Une exclusion qui fait grand bruit
La saison de Liverpool est marquée par un conflit interne qui éclate au grand jour. L'attaquant égyptien Mohamed Salah, figure historique du club, a été écarté du groupe pour le match de Ligue des Champions face à l'Inter Milan. Cette décision d'Arne Slot fait suite à un geste d'humeur très remarqué de la part du joueur en fin de match face à Leeds United, lui-même précédé par trois rencontres consécutives où il n'a été aligné que comme remplaçant.

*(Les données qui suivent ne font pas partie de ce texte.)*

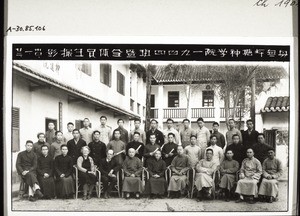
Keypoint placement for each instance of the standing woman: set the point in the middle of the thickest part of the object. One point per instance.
(87, 172)
(63, 165)
(45, 172)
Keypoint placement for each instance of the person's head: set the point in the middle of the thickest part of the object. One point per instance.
(51, 126)
(261, 138)
(193, 140)
(152, 138)
(250, 153)
(216, 126)
(179, 150)
(76, 134)
(85, 150)
(121, 123)
(157, 155)
(136, 136)
(271, 153)
(213, 139)
(86, 122)
(131, 152)
(64, 149)
(200, 122)
(103, 120)
(229, 154)
(209, 153)
(29, 145)
(41, 137)
(44, 150)
(59, 136)
(70, 127)
(153, 124)
(170, 123)
(186, 123)
(117, 134)
(110, 154)
(137, 123)
(231, 123)
(171, 137)
(235, 139)
(96, 135)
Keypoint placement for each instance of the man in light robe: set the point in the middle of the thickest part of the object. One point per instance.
(228, 169)
(204, 173)
(179, 168)
(250, 173)
(133, 169)
(272, 170)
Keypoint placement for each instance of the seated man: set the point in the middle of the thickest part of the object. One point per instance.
(133, 168)
(228, 169)
(26, 167)
(179, 167)
(109, 168)
(250, 173)
(156, 184)
(272, 170)
(204, 171)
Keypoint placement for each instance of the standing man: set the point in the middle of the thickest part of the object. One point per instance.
(158, 134)
(171, 129)
(75, 145)
(123, 132)
(232, 130)
(220, 136)
(50, 133)
(105, 131)
(69, 135)
(186, 133)
(86, 132)
(142, 138)
(203, 135)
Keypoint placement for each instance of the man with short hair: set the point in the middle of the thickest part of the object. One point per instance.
(86, 132)
(158, 134)
(170, 129)
(75, 145)
(136, 145)
(142, 138)
(232, 130)
(50, 133)
(37, 147)
(26, 167)
(186, 133)
(98, 148)
(272, 170)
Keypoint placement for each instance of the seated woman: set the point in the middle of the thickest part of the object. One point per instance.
(63, 166)
(45, 173)
(133, 168)
(156, 185)
(86, 172)
(204, 171)
(228, 169)
(250, 173)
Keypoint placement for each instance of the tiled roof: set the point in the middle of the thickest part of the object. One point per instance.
(277, 104)
(207, 73)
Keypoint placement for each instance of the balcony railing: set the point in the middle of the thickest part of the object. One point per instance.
(175, 113)
(203, 112)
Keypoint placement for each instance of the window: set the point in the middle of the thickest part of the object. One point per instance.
(208, 98)
(85, 68)
(173, 99)
(105, 74)
(15, 135)
(120, 83)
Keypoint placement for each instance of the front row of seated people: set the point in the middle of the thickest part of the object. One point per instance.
(54, 178)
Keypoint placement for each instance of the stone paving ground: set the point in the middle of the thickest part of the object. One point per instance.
(145, 204)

Une comparaison inévitable mais trompeuse
Les observateurs n'ont pas manqué de rapprocher cette situation de la célèbre brouille entre Cristiano Ronaldo et Erik ten Hag à Manchester United. La ressemblance est frappante : un manager qui impose son autorité face à une superstar vieillissante. Pourtant, le contexte diverge radicalement.
Avec Ronaldo, Ten Hag arrivait pour reconstruire une équipe en perte de vitesse. L'attaquant portugais, de retour au club, incarnait un vestige du passé, peu compatible avec le pressing intense exigé par le technicien néerlandais. Son départ, bien que conflictuel, s'inscrivait dans une logique sportive claire.
Le cas Salah, bien plus complexe
À Liverpool, le scénario est tout autre. Mo Salah n'est pas un vestige, mais l'artisan principal du titre de champion d'Angleterre remporté la saison dernière, couronné par le Soulier d'Or. Il a même prolongé son contrat cet été. Son incompréhension est donc légitime : comment passer de pièce maîtresse à option de banc en quelques mois seulement ?
La réaction publique du joueur, bien que compréhensible, est-elle la bonne ? Elle place le manager dans une position délicate, alors que l'équipe traverse déjà une période difficile. Un coach doit pouvoir gérer son effectif, même les stars, sans craindre un tel tollé.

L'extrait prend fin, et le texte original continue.